Pues fue precisamente un colega el que compartió conmigo un artículo del mismo diario anunciando una aberración: que el Procurador, Alejandro Ordóñez, considera las corridas de toros y las peleas de gallos facilitadoras del desarrollo de la personalidad, y nunca maltrato animal.

Tengo amigos y amigas que son seguidores de la tauromaquia – no creo que a ninguno le guste las peleas de gallos -, y hasta ahí lo dejamos, porque si ese tema llega a surgir conmigo presente es garantía de una discusión airada segura. Pero, hombre, si a ellos les gusta yo no voy a dejarles de hablar por ello, porque ciertamente no es por eso que son mis “amigos”, y me parece que la amistad es un sentimiento muy puro y bonito como para andarse con radicalismos. También tengo unas cuantas amistades que, militando en la otra orilla, son de los que se pintan de rojo y se echan desnudos en la calle o se amarran a árboles. Tampoco me gusta hablar de eso con ellos porque detesto señalar la inutilidad de ciertos actos como aquellos, e imagino lo molesto que puede ser el amarrarse a un árbol o estar gritando arengas antitaurinas que disiparán eventualmente en el aire.

El caso de este mamarracho – es un idiota, por lo que en este blog nunca se le dirá señor, doctor u otra cosa, sino un adjetivo calificativo que se aproxime a su naturaleza – que tenemos de Procurador es muy diferente. En principio – que tristemente empieza a tornarse en sinónimo de “utópicamente” -, un servidor público debe ser llevado por la racionalidad, la inteligencia, la meditación de causas, entre otras cosas, para luego sí hablar la boca y que de ella salgan cosas que, sin arriesgarse a escandalizarse, puedan ser debatidas y ser amoldadas al bien común. Con este badulaque no ocurre así pues, llevado por una hipocresía y una manipulación explícita de las leyes, quizá la misma área del cerebro donde se asientan sus ideas ultraconservadoras y ultracatólicas, siempre hay un denigramiento de aquello que los que solemos pensar consideramos sagrado para dar paso a la irracionalidad.

Tampoco infiero que defienda las causas naturalistas, ambientalistas o de protección de animales sencillamente porque es lo políticamente correcto. Lo que detesto es que diga que “facilita el libre desarrollo de la personalidad” porque es una completa desfachatez.

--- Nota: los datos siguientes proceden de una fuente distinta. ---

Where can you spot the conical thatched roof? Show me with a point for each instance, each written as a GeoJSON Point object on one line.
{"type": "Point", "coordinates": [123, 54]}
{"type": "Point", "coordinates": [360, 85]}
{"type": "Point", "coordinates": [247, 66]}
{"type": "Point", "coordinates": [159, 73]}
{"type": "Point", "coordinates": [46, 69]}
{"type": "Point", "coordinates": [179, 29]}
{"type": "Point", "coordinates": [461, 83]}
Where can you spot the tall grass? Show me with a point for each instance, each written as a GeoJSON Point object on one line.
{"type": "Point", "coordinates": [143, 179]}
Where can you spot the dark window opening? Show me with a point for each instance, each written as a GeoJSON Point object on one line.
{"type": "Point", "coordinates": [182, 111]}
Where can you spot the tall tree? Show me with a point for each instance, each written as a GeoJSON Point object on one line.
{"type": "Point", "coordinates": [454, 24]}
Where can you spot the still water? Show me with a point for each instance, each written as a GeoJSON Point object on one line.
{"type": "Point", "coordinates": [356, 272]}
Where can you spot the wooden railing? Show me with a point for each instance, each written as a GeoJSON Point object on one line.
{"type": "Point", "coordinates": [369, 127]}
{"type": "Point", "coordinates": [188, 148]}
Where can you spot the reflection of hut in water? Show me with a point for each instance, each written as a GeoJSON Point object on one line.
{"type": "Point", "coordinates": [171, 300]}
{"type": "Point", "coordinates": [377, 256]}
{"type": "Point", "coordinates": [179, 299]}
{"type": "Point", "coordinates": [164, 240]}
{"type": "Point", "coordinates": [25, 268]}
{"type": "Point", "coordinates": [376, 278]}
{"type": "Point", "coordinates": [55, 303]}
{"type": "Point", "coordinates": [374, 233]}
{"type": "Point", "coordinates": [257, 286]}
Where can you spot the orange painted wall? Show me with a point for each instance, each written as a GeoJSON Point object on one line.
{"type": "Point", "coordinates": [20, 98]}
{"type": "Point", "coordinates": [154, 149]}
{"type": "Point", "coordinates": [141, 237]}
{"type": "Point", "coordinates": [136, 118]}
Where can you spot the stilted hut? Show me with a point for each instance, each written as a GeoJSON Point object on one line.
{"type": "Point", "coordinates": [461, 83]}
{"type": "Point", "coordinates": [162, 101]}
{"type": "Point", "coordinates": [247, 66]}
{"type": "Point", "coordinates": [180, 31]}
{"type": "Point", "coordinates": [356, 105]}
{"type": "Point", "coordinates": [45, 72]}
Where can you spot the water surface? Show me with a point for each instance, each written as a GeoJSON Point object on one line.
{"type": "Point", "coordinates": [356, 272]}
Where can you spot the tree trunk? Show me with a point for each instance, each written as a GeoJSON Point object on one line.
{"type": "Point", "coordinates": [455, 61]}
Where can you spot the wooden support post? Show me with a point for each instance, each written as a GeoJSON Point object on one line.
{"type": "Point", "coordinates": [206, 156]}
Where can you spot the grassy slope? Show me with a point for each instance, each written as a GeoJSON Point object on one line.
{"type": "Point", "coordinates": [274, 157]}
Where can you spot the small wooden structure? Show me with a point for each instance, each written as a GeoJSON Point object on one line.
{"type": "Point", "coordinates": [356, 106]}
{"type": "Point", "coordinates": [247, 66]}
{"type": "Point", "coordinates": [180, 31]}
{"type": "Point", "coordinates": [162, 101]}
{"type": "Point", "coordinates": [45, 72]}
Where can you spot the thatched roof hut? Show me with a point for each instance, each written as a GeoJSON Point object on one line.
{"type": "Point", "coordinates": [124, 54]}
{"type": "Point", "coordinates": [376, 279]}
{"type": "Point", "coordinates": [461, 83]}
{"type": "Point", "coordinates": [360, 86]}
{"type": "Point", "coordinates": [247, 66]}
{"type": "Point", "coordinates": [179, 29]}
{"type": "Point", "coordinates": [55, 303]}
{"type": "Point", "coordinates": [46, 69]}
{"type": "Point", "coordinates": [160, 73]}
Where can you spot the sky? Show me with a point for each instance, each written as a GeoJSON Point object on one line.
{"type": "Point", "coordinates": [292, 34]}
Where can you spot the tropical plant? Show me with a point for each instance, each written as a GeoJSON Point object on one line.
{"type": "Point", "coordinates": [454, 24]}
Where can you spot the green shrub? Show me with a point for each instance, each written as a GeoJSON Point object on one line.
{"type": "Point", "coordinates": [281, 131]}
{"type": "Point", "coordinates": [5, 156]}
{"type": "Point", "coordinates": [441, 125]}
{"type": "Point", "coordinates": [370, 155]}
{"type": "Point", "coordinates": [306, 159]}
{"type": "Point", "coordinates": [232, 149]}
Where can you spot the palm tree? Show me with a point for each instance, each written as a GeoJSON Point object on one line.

Según ese criterio, y perdonarán por adelantado la exageración, aquellos que tienen a bien – o a mal en este caso – practicar los cortes de franela y otros métodos macabros están “desarrollando su personalidad”, si total hacen parte de nuestra sangrienta historia. Es estúpido…

También se ve que recurre al manido argumento de “expresiones culturales” para justificar estas actividades. Si sólo lo hubiese dejado ahí hubiera afectado a los defensores de los animales de toda la vida, pero quizá hubiese evitado el riesgo de quedar como un imbécil – aún más -. Pero decir que las corridas de toros y las peleas de gallos inspiraron a grandes maestros como Fernando Botero o Gabriel García Márquez es una de las falacias más monumentales a las que me he sometido últimamente. Téngalo por seguro, procurador Ordóñez, que sin estas cuestiones el talento de estos dos exponentes del arte nacional no se hubiese visto disminuido. Además, “El Coronel no tiene quien le escriba” es de los libros que más hartazgo me ha producido.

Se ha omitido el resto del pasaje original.